İlk Derece Mahkemesi kararının özeti: … Vergi Mahkemesince verilen … tarih ve E:…, K:… sayılı kararda; yazlık konut inşaatı yapan davacı şirketin 2010 yılında 13 adet gayrimenkul satışına ilişkin olarak, davacının 2010 yılında kat irtifakı şeklinde yapmış olduğu yazlık konut satışlarının tapuya tescil edildiği halde, satış faturası düzenlenmediği ve KDV beyanlarına konu edilmediği, ancak ilgili dönem kurumlar vergisi beyannamesi ekinde bulunan ayrıntılı bilanço ve gelir tablosuna göre, söz konusu satışların, işletmenin faaliyet konusuyla ilgili gelecekte yapacağı mal ve hizmet teslimleri ile ilgili olarak peşin tahsil edilen tutarların izlendiği "alınan sipariş avansları" hesapları içinde gösterilmiş olduğu ve kurumlar vergisi yönünden kurum kazancı içinde yer almış bulunduğu, ayrıca alıcıların nezdinde düzenlenmiş bir tutanak olmadığı ve alıcıların ifadelerine başvurulmak suretiyle gerçek satış bedellerinin tespit edilmediğinin anlaşıldığı olayda, davacının satış faturası düzenlemediği ancak resmi olarak tapuya tescil edilmek suretiyle kat irtifakı şeklinde yapmış olduğu satışların, kurum kazancının tespitine yönelik olarak ilgili dönem defter ve belgelerine yansıtılıp yansıtılmadığı, bu dönemdeki giderleri ve önceki dönemden devreden zararları dikkate alınmak suretiyle kayıt ve beyan dışı bırakılan bir kurum kazancı olup olmadığı hususunun gerekli inceleme ve araştırma yapılmak suretiyle ortaya konulması gerekirken, bir alıcının kullandığı konut kredisi tutarının tüm satışlara teşmil edilmesi yoluyla bulunan satış bedelinin kayıt ve beyan dışı bırakıldığından hareketle yapılan dava konusu cezalı tarhiyatta hukuka uyarlık bulunmadığı sonucuna varılmıştır.

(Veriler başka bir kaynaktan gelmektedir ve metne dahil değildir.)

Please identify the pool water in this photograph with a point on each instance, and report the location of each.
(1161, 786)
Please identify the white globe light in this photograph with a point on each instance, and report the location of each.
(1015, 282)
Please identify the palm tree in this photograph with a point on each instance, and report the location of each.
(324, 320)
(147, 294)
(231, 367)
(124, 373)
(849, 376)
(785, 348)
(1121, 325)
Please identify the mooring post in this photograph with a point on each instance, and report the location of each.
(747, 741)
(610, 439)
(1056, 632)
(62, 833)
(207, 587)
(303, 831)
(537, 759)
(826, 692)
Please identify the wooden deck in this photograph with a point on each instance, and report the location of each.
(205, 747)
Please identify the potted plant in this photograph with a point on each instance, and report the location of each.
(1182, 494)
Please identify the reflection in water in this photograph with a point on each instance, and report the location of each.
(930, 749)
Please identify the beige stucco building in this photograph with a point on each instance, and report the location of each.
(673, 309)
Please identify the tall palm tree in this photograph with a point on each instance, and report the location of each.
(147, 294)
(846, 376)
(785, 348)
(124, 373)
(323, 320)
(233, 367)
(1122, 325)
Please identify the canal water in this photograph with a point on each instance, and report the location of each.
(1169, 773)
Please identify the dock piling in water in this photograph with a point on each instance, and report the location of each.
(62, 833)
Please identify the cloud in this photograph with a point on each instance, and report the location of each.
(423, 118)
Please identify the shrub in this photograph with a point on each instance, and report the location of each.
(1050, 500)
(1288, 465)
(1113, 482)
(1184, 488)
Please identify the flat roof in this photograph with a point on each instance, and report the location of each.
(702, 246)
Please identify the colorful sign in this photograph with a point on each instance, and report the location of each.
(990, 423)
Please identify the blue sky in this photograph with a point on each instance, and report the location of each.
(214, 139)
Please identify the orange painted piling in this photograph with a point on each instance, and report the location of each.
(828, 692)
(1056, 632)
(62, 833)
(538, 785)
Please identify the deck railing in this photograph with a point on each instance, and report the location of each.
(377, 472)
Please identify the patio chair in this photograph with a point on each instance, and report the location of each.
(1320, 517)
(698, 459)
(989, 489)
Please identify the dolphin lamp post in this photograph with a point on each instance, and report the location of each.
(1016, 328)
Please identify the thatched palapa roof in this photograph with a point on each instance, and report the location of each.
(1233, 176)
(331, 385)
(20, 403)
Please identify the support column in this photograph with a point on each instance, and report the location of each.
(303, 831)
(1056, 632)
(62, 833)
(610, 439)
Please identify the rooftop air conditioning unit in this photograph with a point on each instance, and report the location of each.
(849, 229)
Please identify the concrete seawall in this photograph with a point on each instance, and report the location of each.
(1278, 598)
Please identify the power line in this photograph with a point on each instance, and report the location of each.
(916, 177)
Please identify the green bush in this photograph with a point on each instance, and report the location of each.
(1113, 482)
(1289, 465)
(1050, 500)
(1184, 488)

Belirtilen gerekçelerle davanın kabulüne karar verilmiştir
Bölge İdare Mahkemesi kararının özeti: Bölge İdare Mahkemesince; istinaf başvurusuna konu Vergi Mahkemesi kararının usul ve hukuka uygun olduğu ve davalı tarafından ileri sürülen iddiaların söz konusu kararın kaldırılmasını sağlayacak nitelikte görülmediği belirtilerek 2577 sayılı İdari Yargılama Usulü Kanunu'nun 45. maddesinin 3. fıkrası uyarınca istinaf başvurusunun reddine karar verilmiştir.

TEMYİZ EDENİN İDDİALARI : Davalı idare tarafından, davacının ticari kazanç elde etme gayesiyle yaptığı taşınmaz satışlarını kayıt ve beyan dışı bıraktığından yapılan cezalı tarhiyatın hukuka uygun olduğu belirtilerek Vergi Dava Dairesi kararının bozulması gerektiği ileri sürülmektedir.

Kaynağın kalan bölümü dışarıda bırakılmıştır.